Tabus e mitos

Correio Braziliense

Brasília, segunda-feira,

04 de março de 2002

Tabus e mitos

Marcelo Aguiar

O ex-ministro Jarbas Passarinho afirma não ser contra a bolsa-escola, mas contra a necessidade dela. Até aí concordamos todos. A luta por um país mais digno, fraterno, solidário e, sobretudo, com educação ampla, geral e irrestrita não é novidade para todas as pessoas sérias e preocupadas com o combate à exclusão social e a educação das crianças. Mas será que basta? Será que as famílias pobres hoje podem esperar até, não se sabe quando, termos um país que não necessite de bolsa-escola?

Nós, brasileiros, convivemos há muito tempo com a tragédia coletiva da pobreza. Uma criança de classe média tem acesso à literatura, à TV por assinatura, às línguas estrangeiras, a viagens de férias, à roupa da moda, às festas de aniversários, aos brinquedos. Para uma criança pobre, o espaço lúdico é imensamente diminuído, sendo transformada em adulto pela violência no bairro ou pela violência doméstica, pelo trabalho no lar, pela falta de material e uniforme escolar e pelo trabalho infantil, expressão máxima do seu processo de exclusão.

Dar acesso às crianças que ainda não se encontram na escola ou foram excluídas dela é um imperativo ético.

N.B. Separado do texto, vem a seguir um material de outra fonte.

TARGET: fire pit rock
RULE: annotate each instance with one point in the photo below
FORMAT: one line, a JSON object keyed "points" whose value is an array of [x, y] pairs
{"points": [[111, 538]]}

E a bolsa-escola, que tem como objetivo oferecer a garantia de levar a criança à escola, é um incentivo social, uma remuneração que mobiliza as famílias pobres, especialmente as mães, como uma espécie de fiscais da assiduidade dos próprios filhos, e ao mesmo tempo assegura uma renda para garantir sua subsistência. Mantida essa assiduidade até o final do segundo grau, elimina-se o risco de seus filhos continuarem na extrema pobreza, reduzindo praticamente a zero a probabilidade de caírem na exclusão social quando adultos.

Como investimento preventivo, o programa pode ajudar a evitar que novas e onerosas Febens sejam criadas, contribuindo para a redução de gastos do poder público e evitando punir ainda mais crianças e jovens em situação de risco. Além disso, como estratégia de sobrevivência da família, permitindo a compra de alimentos, ajuda a melhorar a qualidade de alimentação e ativa o comércio local, o que deixa clara a sua amplitude como política pública.

É nesse contexto que a bolsa-escola é inovadora. É um programa que não pretende apenas aumentar a renda de famílias excluídas, mas que suas crianças estejam na escola e se preparem para o futuro com maiores chances de ascensão social.

É por isso que México, Equador e Brasil adotaram o programa. Talvez seja por isso que o secretário Geral da ONU, Kofi Annan, no Fórum Educação para Todos, em Dacar, em 2000, afirmou que o Bolsa-Escola deveria ser copiado em outras partes do mundo. Ou também por isso que Bill Clinton, no dia 26 de janeiro deste ano, no jornal inglês The Guardian, elogia o programa. E mais: Unicef, Unesco e OIT realizam avaliações que têm resultados extremamente positivos e apóiam a implantação do programa pelo mundo afora.

O Brasil, infelizmente, ainda é um país onde a bolsa-escola é necessária, assim como as bolsas de pós-graduação. Não podemos ficar esperando o bolo crescer, pela direita, ou a chegada do socialismo, pela esquerda, para atacarmos a pobreza do presente. Ficar preocupado com a autoria da idéia que gerou a bolsa-escola é desviar a discussão do que ela tem de mais importante: o papel protagônico da educação das crianças pobres na estratégia de combate à exclusão social e no rompimento do círculo geracional da pobreza. Tenho certeza de que a história se encarregará de esclarecer quem foi o pai da idéia.